1月31日に火事が起きた愛知県武豊町の火力発電所は、バイオマス発電という最新式の施設だ。しかしバイオマス発電所では、火災や発煙事故が全国で多く発生している。なぜ出火したのか、そして事故を防ぐためにはどうすればいいか、専門家に聞いた。
火元は”バンカー”か なぜ出火したのか
敷地内の貯炭場に保管されているバイオマス燃料の「木質ペレット」と石炭が、それぞれコンベアで「バンカー」と呼ばれる一時貯蔵施設に運ばれる。
そして、木質ペレットなどはミルで粉末にしてボイラーで燃やすという仕組みだ。JERAによると、今回の火元はバンカーとみられていて、爆発があった時には木質ペレットが入っていたという。

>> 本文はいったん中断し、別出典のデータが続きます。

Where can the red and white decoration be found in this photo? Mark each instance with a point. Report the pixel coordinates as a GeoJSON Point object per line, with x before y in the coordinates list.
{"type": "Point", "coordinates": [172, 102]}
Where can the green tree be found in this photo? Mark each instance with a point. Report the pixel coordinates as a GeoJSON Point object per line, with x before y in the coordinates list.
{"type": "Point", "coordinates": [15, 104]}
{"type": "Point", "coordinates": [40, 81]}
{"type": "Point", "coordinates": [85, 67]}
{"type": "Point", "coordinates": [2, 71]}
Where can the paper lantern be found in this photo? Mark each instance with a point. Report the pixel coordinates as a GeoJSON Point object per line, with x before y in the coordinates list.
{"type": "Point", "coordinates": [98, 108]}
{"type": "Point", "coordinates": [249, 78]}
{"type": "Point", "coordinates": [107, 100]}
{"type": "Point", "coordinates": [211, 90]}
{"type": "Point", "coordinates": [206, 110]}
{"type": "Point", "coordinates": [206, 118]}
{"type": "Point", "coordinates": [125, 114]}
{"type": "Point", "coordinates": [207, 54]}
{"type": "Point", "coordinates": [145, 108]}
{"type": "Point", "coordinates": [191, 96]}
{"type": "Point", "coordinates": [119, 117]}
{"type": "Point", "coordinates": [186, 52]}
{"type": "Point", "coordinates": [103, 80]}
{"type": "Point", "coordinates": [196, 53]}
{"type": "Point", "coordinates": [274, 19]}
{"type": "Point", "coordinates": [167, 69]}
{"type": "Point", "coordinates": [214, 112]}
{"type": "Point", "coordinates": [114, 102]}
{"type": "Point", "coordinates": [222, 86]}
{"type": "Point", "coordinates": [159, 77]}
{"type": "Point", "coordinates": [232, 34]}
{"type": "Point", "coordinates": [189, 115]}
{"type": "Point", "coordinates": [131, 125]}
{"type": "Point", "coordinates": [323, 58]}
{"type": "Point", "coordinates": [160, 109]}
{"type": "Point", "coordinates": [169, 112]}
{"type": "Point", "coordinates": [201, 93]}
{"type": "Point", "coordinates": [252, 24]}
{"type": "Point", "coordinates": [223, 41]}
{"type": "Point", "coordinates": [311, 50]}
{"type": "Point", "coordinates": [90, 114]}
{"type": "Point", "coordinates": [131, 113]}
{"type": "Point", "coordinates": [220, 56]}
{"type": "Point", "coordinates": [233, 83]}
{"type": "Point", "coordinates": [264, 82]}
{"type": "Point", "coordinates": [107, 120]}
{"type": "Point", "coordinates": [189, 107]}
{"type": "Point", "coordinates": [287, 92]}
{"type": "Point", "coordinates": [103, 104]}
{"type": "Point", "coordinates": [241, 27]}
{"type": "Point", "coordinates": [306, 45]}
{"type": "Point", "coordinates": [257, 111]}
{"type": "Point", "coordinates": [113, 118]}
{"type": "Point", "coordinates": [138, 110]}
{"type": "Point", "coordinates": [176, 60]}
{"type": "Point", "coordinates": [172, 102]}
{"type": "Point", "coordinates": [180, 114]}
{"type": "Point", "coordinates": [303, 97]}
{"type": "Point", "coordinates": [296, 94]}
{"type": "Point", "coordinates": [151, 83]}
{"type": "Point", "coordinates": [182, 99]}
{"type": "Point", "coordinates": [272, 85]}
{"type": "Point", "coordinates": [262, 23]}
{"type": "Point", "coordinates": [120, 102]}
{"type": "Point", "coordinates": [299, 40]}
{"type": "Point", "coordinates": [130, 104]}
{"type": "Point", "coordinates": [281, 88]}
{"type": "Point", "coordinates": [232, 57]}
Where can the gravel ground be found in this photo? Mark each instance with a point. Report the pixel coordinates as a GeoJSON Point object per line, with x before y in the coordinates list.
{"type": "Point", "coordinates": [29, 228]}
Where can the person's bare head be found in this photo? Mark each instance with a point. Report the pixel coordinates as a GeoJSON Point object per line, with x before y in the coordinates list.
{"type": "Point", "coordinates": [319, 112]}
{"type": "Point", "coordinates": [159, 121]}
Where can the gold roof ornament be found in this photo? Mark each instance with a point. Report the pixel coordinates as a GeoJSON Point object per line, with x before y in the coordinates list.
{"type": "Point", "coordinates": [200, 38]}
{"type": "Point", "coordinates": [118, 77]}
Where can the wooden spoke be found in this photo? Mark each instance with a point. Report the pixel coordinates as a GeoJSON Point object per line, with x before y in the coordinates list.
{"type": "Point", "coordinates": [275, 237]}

木質ペレットは、細かくした木材を固めた「木質バイオマス燃料」だ。

木は成長の過程で二酸化炭素を吸収するため、燃やす際にCO2が出ても実質的な排出量はプラスマイナスゼロということで“環境に優しい”とされ、全国で導入が進んでる。
相次ぐ“木質バイオマス”発電所の火災
拡大の一方で、木質バイオマス燃料を扱う発電所で火事が相次いでいる。
今回事故があった武豊火力発電所では、2022年8月と9月、2023年1月と3度もボヤ騒ぎが起きている。JERAによると、いずれも木質ペレットの粉に着火したことが原因とみられるということだ。
全国のバイオマス発電所では2019年以降、火災や発煙事故が13件に上っている。

なぜ事故が相次ぐのか、専門家に聞いた。エネルギー経済社会研究所の松尾豪代表によると、木質ペレットが関係する爆発が起きる原因は2つあるという。
一つが『ガス爆発』で、木質ペレットが発酵する過程で生じたガスに引火して爆発するというもの。もう一つが『粉じん爆発』で、ペレットの粉が空中に舞い、何かのきっかけで引火してしまうことも考えられるということだ。

その上で、どうすれば事故を防げるのかについては、「燃料が木材なので生もの。自然発酵などをしてしまうので、期限を区切って管理するなどの対策が必要」と指摘している。